Voorheesville district repairs pool, adjusts policies

NEW SCOTLAND — The school closed its pool this month declaring a health and safety emergency, but reopened it this week after a $10,000 repair.

“The pool stopped working,” said Dr. James Franchini, the district’s assistant superintendent for finance and operations, at the January school board meeting.

While classes were on winter break, the head custodian found that the pool filter was broken, Franchini wrote the The Enterprise in an e-mail. The interior pipes of the filter were damaged, and caused sand from the filter to enter the pool, he said.

“After consultation with the State Education Department and our architectural firm, we recommended to the board of education that repairing the broken filtration system was an emergency because it was a health and safety issue,” Franchini wrote. In September, the public had passed a $75,000 project to repair the pool’s filtration system.

“The emergency repair done over the December vacation was not part of the $75,000, voter-approved project,” Franchini wrote. “Unfortunately, the process takes time and the system failed before we could get the work done. The work that was done does involve the same filtration system that the larger project addresses.” 

The pool opened on Jan. 16 for public swim programs, which had been postponed during the closure.

“Our school swim team was relocated for practices and competition during this time,” Franchini wrote. “The cost of the repair and clean-up of the sand that entered the pool was approximately $10,500.”

The larger repair project had been proposed to be done over either the December or the February school break, but Franchini said that a timeline for the work depends State Educational Department approval and the schedule of the company that is awarded the bid to do the work.

Other business

In other business, the school board recently:

— Learned from Superintendent Brian Hunt that there will be no late arrival or early dismissal for students at the high school. Previously, juniors and seniors with a majority of credits toward graduation were allowed the late and early options.

Hunt said that the district will offer those students additional electives or work-based learning programs. Hunt wrote a letter to students and families about the topic on Jan. 4; the letter is available on the school website.

In his letter, Hunt wrote that students who are not at school for a minimum amount of time per day according to New York State regulations may affect the school’s state aid amount, lowering the amount of money the district could receive;

— Learned that construction on the pedestrian bridge and garage repairs at the elementary school will begin June 27;

— Reviewed changes to its code of conduct policy to modernize language, according to State Education Department recommendations, addressing transgender students. Under the changes, students can use chosen names or pronouns, and the district will provide accommodation for students to the extent possible.
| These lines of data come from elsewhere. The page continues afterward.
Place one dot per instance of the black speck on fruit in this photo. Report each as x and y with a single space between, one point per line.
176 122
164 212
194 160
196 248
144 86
Hunt said that, while the changes were recommended, the district’s attorney warned that changes would be “difficult to sustain.”

One segment of the changed wording reads, “Every student shall have the right to be addressed by a name and pronoun that corresponds to the student’s gender identity. Regardless of whether a transgender or gender nonconforming student has legally changed their name, schools will allow such students to use a chosen name.

“With respect to all restrooms, locker rooms, or changing facilities, to the extent possible, students shall have access to facilities that correspond to their gender identity,” the section concluded.

The description of the language changes at January’s board meeting constituted the district’s first reading of the policy, Hunt said.

Other changes included removing the word, “public,” from a section on inappropriate conduct; and adding the word, “paraphernalia,” in order to prohibit items and actions like e-cigarettes and vaping.